Pijaju Peter Skipper

Jila Japirnka

Auction Closed

May 20, 09:03 PM GMT

Estimate

30,000 - 50,000 USD

Lot Details

Description

Pijaju Peter Skipper

circa 1929 - 2007


Jila Japirnka, 1996

Acrylic on canvas

82 ¾ in x 71 in (201.2 cm x 180.3 cm)

Painted at Mangkaja Art Centre, Fitzroy Crossing, in 1996

Rebecca Hossack Gallery, London, acquired from the above

Private Collection, Devon, acquired from the above in 1996 or 1997

Rebecca Hossack Gallery, London

Pijaju Peter Skipper was one of the main contributors to the two monumental Ngurrara canvases that he and thirty-nine other artists – Walmajarri, Mangala, Juwaliny, Wankajunga and Manjilarra language speakers from the Great Sandy Desert – painted as evidence of their ancestrally endowed ownership of Country to support their land claim under Native Title legislation in 1997.² The term ‘ngurrara’ means home, a place one has feeling for. The five groups had been removed from their traditional lands right up until the 1960s and 1970s to make way for pastoralism and mining - neither of which ever prospered in the region - and the area has been left practically uninhabited. Ten years after the Ngurrara II was painted, their ownership of land was acknowledged under Australian law.


In 1996, the same year in which he painted Jila Japirnka, Skipper was also instrumental in the painting of the prototype for the large canvas, Ngurrara I, now in the collection of the National Museum of Australia, Canberra, which was sold on behalf of the community by Sotheby’s in 2003 to raise funds to house the second Ngurrara canvas in the community.³


In both Ngurrara paintings, Skipper’s depiction of his main freshwater well, Japirnka, stands out as a large, green cloverleaf-like design similar to that in Jila Japirnka. The motif represents the rock formations at the site where Kurtal, the ancestral lawgiver in the form of a snake, can emerge from the jila in all four directions. As in the large canvases, Japirnka is surrounded by the sixty or so minor water sources in the area and bounded by what Skipper called a ‘fence’, a notional protective boundary that features prominently in Jila Japirnka.


For earlier versions of Jila Japirnka see Jila Japingka, 1987, in Sutton, P., (ed), Dreamings.
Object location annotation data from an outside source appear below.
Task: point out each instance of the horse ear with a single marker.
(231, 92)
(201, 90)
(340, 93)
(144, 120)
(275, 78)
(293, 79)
The art of Aboriginal Australia, Viking, in association with The Asia Society Galleries, Melbourne and New York, 1988, p. 100, fig. 141, cat. 66; and Jila Japingka II, 1989, in Croft, B., Indigenous Art, Art Gallery of Western Australia, Perth, 2001, p. 52.




¹ Pajaju Peter Skipper in Ngurrara – The Great Sandy Desert Canvas, South Australian Museum, exhibition brochure, 2008.

² Ngurrara II, 1997, in Caruana, W., Aboriginal Art, Thames and Hudson World of Art series, 2012, p. 165, plate 142.

³ Sotheby’s, Sydney, Aboriginal Art, July 28-29, 2003, lot 246.